Using data tables in Cucumber-JVM for better readable specifications

This post was published on May 4, 2021

If you have ever worked in a team that practiced BDD and used Cucumber or SpecFlow to create executable specifications, you’ll know that writing scenarios that are readable is hard. As in: really, really hard.

In this blog post, I want to take a closer look at a feature of the Java Cucumber bindings that can help you write specs that are easy on the eye, and that I feel isn’t talked about often enough: using data tables.

Data tables are tables that you can pass as an argument to an individual step. The data in this data table can then be processed in the underlying step definition. As such, data tables should not be confused with example tables, which are tables containing examples for entire scenarios, to be used with scenario outlines. Data tables, on the other hand, allow you to use more complex data structures as an argument to an individual step.

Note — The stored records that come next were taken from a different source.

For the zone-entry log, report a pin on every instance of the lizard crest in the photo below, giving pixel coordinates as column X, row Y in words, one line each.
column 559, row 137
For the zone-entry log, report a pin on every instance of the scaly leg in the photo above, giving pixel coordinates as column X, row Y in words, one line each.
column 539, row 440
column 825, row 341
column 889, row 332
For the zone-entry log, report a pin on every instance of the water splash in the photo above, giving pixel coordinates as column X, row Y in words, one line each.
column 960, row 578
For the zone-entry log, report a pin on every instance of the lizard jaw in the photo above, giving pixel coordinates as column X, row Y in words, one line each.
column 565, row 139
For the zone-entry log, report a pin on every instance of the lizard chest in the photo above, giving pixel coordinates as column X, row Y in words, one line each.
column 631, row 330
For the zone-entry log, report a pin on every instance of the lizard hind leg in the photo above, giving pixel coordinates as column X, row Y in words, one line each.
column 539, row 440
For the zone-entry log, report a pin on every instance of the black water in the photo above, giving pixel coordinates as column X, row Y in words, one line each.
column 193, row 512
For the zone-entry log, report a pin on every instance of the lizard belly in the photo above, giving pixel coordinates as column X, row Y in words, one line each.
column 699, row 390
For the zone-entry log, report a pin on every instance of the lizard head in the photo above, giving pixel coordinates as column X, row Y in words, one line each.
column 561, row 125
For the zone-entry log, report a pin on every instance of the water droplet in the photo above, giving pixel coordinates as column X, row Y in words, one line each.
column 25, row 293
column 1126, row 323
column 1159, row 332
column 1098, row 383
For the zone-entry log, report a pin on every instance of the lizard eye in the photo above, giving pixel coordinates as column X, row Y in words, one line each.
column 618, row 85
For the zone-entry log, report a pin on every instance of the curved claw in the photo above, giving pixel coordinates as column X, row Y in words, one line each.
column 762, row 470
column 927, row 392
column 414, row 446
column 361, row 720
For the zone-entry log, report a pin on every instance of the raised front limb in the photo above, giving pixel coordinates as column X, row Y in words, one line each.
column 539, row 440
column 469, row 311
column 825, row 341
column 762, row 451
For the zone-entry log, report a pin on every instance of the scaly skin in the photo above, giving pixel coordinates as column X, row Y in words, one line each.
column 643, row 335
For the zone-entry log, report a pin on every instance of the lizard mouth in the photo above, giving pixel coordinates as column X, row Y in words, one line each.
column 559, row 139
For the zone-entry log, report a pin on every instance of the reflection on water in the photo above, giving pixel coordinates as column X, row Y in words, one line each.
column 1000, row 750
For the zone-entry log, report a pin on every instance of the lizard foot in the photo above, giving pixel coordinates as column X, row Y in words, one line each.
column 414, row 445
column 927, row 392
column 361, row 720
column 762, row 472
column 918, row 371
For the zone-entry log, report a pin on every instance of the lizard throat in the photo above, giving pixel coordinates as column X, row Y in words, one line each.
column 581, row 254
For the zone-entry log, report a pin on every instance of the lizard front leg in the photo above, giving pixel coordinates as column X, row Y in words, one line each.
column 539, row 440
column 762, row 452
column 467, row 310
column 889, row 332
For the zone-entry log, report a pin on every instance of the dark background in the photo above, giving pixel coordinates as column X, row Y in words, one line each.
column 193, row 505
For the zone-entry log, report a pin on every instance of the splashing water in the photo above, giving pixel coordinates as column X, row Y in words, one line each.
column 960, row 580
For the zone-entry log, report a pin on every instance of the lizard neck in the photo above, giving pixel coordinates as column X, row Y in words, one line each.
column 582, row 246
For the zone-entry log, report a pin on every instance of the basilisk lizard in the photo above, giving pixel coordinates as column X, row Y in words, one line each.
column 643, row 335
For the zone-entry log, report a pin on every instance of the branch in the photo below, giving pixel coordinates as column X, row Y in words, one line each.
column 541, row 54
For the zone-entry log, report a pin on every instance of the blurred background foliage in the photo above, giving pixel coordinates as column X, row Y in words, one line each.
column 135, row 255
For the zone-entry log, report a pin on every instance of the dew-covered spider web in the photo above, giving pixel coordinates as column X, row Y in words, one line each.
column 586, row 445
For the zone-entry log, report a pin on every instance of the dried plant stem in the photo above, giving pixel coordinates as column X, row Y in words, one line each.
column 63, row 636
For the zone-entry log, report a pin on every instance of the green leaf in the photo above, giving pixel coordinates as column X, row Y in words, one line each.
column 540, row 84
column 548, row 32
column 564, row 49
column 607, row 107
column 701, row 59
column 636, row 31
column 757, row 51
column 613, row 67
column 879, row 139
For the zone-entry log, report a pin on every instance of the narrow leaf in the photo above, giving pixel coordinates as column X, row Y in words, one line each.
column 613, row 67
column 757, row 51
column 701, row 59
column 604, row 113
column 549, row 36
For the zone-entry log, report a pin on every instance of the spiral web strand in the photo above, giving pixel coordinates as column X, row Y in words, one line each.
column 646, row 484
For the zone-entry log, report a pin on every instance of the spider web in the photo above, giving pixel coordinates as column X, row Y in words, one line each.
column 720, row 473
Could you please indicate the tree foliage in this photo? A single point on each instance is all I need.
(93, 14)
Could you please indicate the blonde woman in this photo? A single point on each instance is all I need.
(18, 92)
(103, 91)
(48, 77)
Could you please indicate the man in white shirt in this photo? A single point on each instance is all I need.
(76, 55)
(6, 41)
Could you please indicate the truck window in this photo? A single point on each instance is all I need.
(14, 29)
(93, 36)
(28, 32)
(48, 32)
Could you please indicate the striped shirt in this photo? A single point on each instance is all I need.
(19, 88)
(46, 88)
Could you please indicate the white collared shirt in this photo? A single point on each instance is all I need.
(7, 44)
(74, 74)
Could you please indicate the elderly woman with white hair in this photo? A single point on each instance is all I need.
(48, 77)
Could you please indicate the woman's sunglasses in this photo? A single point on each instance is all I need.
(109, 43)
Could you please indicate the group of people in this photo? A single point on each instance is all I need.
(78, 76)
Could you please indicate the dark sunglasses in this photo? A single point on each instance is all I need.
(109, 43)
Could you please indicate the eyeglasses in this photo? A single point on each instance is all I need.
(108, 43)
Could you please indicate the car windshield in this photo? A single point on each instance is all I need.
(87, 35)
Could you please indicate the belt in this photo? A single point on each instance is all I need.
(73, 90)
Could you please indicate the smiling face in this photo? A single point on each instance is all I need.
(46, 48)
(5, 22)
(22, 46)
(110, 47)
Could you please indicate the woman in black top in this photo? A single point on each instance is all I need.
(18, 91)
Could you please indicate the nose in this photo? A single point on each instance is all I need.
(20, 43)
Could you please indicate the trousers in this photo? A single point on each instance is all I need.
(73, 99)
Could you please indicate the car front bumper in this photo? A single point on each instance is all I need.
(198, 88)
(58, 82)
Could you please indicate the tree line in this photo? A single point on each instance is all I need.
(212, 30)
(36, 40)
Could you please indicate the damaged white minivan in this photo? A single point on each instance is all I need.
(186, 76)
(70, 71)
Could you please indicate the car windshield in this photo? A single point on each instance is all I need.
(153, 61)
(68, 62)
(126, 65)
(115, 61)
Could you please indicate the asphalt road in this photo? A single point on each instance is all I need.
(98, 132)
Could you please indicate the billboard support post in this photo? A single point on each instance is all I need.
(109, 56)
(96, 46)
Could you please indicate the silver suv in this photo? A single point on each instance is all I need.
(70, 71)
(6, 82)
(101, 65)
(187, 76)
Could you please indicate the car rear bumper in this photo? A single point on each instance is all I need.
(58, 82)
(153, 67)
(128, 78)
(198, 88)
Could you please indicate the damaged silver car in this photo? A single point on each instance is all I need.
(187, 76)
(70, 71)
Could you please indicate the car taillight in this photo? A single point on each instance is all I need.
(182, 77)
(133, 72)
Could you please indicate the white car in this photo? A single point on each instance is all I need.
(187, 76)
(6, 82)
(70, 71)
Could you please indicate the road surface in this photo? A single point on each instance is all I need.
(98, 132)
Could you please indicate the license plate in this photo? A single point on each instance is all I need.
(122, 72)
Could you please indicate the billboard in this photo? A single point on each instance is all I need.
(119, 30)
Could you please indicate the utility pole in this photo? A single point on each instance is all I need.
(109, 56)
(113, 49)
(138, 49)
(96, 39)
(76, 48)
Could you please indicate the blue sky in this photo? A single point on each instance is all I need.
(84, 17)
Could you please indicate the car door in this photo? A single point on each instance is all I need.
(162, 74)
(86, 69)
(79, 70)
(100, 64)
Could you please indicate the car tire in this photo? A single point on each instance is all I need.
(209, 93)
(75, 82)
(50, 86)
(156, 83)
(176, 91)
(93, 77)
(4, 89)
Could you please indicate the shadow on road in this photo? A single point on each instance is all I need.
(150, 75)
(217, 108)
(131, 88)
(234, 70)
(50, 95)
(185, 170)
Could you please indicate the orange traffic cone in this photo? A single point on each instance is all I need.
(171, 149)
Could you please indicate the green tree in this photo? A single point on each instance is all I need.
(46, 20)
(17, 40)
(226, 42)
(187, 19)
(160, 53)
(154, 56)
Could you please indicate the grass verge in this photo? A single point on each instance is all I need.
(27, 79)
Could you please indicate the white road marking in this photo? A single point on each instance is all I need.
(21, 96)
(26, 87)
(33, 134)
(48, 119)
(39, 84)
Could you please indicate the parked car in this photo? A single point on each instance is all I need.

Let’s take a look at a couple of examples of the use of different forms of data tables, and how they compare to specifying the same data in more verbose textual format.

Example 1 - Key-value pairs

As a first example, let’s consider the situation where you’ll need to specify some sort of initial state that consists of multiple objects (‘things’) that can be modeled as a simple key-value pair. Some examples could be:

  • currencies and their associated currency code (USD, EUR, etc.)
  • airports and their IATA location identifier (LAX, JFK, etc.)
  • employee names and their associated employee number

or, in the example below, football clubs and the stadium they play their home games at. Often, I see teams model these in their specifications like this:

Scenario: Listing football club stadiums - the verbose way
    Given Juventus play their home games at Allianz Stadium
    And AC Milan play their home games at San Siro
    And AS Roma play their home games at Stadio Olimpico

and the step definition associated with these steps:

@Given("^(.*) play their home games at (.*)$")
public void club_play_their_home_games_at_stadium(String club, String stadium) {
    System.out.printf("%s play their home games at %s%n", club, stadium);
}

While this works, technically, I believe there are two inherent problems with this example. First, it is tedious to read because of the repeated text. Second, we’re using three steps (a Given and two Ands) to specify a single initial state, which to me feels counterintuitive. As a whole, this kind of specification reminds me a little too much of this iconic movie scene..

There’s a much better way to include the same data in your specification, and that is by using a data table. The same specification can be rewritten as

Scenario: Listing football club stadiums - the clear way
    Given the following clubs and their stadiums
      | Juventus | Allianz Stadium |
      | AC Milan | San Siro        |
      | AS Roma  | Stadio Olimpico |

Please note that the first row does contain data, not table headers, even though the syntax highlighting suggests otherwise!

and the associated step definition might look like this:

@Given("the following clubs and their stadiums")
public void the_following_clubs_and_their_stadiums(Map<String, String> stadiums) {
    stadiums.forEach((club, stadium) ->
        System.out.printf("%s play their home games at %s%n", club, stadium)
    );
}

As you can see, Cucumber is able to automatically convert the data table that is passed as an argument to the @Given step to a Map, which is essentially a collection of key-value pairs. You can then iterate over the key-value pairs in the Map using a forEach() construct and process each entry as required for your acceptance test.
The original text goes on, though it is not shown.